The fair value of a financial instrument on initial recognition is normally the transaction price (fair value of the consideration given
or received). Subsequent to initial recognition, the Company determines the fair value of financial instruments that are quoted in
active markets using the quoted bid prices (financial assets held) or quoted ask prices (financial liabilities held) and using valuation
techniques for other instruments. Valuation techniques include discounted cash flow method and other valuation models.
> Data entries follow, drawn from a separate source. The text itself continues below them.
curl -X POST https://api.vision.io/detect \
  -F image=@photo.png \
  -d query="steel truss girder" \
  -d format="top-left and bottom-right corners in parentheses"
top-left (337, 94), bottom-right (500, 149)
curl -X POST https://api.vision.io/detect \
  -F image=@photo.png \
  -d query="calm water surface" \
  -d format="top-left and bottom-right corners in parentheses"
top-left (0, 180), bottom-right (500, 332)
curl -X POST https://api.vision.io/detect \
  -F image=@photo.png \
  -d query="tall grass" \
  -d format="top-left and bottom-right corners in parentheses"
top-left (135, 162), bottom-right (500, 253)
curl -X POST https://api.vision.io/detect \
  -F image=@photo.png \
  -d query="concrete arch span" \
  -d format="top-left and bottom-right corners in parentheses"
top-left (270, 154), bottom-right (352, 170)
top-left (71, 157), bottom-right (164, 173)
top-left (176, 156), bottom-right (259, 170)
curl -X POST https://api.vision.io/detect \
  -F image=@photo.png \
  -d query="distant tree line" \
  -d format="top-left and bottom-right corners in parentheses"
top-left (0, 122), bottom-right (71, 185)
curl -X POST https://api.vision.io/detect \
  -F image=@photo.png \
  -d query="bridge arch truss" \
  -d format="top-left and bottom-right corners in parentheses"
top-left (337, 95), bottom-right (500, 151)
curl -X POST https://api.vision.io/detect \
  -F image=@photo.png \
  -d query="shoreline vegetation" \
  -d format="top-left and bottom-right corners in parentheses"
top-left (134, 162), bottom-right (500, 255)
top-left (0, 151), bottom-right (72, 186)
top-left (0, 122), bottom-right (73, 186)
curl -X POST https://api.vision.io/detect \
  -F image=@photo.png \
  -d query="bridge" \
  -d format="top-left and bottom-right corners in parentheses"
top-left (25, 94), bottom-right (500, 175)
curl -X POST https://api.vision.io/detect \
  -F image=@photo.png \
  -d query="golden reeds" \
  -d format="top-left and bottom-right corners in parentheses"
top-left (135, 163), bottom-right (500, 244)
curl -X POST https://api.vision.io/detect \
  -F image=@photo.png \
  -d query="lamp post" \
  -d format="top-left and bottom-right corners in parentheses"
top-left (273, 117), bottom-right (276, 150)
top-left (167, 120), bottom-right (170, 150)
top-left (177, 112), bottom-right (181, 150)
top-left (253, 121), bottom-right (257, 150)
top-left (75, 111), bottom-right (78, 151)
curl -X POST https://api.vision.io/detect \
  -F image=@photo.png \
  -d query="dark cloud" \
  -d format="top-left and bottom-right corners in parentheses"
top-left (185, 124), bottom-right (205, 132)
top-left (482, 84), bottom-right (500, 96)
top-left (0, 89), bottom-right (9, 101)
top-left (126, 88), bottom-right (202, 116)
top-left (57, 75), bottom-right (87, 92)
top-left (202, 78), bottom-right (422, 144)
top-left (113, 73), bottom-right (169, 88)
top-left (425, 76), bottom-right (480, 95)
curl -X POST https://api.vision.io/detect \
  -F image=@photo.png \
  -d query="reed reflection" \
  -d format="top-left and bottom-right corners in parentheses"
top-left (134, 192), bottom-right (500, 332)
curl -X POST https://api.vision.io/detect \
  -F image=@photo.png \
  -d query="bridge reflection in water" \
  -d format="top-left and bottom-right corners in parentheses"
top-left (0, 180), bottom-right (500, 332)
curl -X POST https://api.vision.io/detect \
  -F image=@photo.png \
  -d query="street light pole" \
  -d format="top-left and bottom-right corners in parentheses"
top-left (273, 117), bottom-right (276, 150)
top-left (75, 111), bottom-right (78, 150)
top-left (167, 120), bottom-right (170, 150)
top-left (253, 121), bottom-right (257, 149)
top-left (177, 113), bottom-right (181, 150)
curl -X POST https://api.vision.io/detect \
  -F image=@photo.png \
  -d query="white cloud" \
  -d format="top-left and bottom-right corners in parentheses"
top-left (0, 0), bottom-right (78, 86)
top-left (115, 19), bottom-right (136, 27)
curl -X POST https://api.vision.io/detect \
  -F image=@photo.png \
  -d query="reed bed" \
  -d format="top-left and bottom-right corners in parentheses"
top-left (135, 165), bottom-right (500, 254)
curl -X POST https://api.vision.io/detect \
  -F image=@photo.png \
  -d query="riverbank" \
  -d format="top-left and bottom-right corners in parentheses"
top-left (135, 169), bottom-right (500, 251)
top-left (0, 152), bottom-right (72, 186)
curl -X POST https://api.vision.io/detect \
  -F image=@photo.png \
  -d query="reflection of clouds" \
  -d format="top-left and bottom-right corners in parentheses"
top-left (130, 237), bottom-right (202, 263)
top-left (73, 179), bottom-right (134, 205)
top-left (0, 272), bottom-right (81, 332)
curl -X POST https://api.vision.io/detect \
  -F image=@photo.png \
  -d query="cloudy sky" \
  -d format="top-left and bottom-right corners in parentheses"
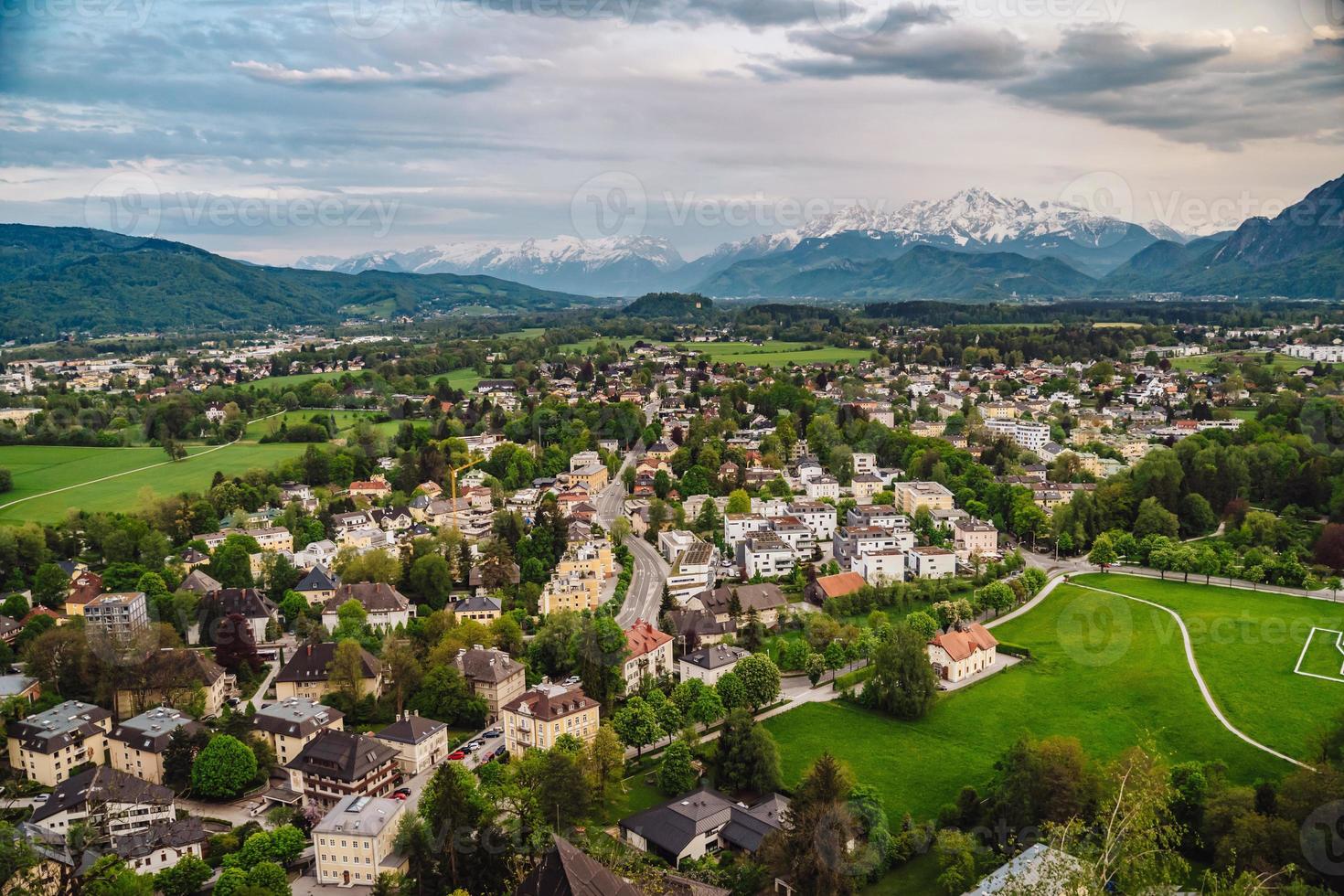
top-left (0, 0), bottom-right (1344, 263)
iii) Derecognition of Financial Assets and Financial Liabilities:

The Company derecognizes a financial asset only when the contractual rights to the cash flows from the asset expires or it transfers
the financial asset and substantially all the risks and rewards of ownership of the asset to another entity. If the Company neither
transfers nor retains substantially all the risks and rewards of ownership and continues to control the transferred asset, the
Company recognizes its retained interest in the asset and an associated liability for amounts it may have to pay. If the Company
retains substantially all the risks and rewards of ownership of a transferred financial asset, the Company continues to recognize the
financial asset and also recognizes a collateralized borrowing for the proceeds received.
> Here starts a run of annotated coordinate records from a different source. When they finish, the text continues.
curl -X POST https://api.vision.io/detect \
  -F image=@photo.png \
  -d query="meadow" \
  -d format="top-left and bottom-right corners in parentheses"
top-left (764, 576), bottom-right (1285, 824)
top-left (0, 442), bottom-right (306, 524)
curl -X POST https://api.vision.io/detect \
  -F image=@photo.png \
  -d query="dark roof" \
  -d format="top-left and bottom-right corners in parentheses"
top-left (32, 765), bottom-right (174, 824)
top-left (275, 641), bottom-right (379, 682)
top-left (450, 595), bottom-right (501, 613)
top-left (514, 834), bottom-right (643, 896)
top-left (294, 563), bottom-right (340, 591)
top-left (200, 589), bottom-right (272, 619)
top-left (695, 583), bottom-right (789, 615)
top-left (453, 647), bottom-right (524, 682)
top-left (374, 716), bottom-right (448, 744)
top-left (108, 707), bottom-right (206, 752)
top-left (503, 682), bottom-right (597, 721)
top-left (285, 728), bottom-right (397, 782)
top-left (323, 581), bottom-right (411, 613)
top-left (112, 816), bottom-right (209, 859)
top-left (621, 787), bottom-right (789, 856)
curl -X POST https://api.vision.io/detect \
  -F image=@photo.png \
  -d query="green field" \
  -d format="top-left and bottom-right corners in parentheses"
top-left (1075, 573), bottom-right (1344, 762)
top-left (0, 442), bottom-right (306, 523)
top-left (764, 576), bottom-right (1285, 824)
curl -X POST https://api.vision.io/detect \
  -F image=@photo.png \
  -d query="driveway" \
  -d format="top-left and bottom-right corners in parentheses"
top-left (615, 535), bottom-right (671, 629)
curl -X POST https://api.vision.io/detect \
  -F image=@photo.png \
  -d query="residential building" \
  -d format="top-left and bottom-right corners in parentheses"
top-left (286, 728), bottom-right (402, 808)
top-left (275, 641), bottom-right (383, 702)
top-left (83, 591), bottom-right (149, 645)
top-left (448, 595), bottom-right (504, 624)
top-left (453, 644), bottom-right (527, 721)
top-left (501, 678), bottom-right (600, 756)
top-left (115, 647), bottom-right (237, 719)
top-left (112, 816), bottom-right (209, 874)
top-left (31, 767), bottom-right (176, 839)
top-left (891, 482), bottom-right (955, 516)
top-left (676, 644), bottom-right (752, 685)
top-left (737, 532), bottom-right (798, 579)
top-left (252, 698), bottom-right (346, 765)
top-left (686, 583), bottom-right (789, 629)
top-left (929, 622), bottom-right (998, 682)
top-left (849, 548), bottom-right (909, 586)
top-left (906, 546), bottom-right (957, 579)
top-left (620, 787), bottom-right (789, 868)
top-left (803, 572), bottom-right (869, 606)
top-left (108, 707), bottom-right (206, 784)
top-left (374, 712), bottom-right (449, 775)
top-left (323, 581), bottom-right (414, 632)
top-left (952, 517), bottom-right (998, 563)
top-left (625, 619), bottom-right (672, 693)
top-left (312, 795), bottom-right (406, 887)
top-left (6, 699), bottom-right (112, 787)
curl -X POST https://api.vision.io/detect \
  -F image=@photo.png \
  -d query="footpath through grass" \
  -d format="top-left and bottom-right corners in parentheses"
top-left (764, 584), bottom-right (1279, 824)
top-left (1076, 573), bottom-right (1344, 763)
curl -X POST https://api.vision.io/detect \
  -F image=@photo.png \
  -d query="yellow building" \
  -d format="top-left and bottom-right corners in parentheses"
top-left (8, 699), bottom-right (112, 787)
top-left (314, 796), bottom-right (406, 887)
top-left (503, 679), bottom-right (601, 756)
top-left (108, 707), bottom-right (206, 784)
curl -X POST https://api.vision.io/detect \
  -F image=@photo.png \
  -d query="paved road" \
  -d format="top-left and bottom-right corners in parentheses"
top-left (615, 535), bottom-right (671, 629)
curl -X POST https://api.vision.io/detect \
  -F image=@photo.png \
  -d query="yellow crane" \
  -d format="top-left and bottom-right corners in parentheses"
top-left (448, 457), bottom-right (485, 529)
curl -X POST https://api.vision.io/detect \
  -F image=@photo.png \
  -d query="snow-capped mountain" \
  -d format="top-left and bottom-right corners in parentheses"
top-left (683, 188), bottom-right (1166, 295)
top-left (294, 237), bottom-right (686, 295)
Financial liabilities are derecognised when these are extinguished, that is when the obligation is discharged, cancelled or has
expired.

iv) Impairment of Financial Assets:

The Company recognizes a loss allowance for expected credit losses on a financial asset that is at amortized cost. Loss allowance
in respect of financial assets is measured at an amount equal to life time expected credit losses and is calculated as the difference
between their carrying amount and the present value of the expected future cash flows discounted at the original effective interest
rate.

(e) Cash and Cash Equivalents

Cash and cash equivalent in the balance sheet comprise cash at banks and on hand and short-term deposits with an original maturity of
three months or less, which are subject to an insignificant risk of changes in value. For the purpose of the statement of cash flows, cash
and cash equivalents consist of cash and short-term deposits, as defined above.

(f) Borrowing Costs

Borrowing costs directly attributable to the acquisition, construction or production of an asset that necessarily takes a substantial period
of time to get ready for its intended use or sale are capitalised as part of the cost of the asset. All other borrowing costs are expensed in
the period in which they occur. Borrowing costs consist of interest and other costs that an entity incurs in connection with the borrowing
of funds. Borrowing cost also includes exchange differences to the extent regarded as an adjustment to the borrowing costs.

(g) Inventories

Inventories are valued at cost on FIFO basis.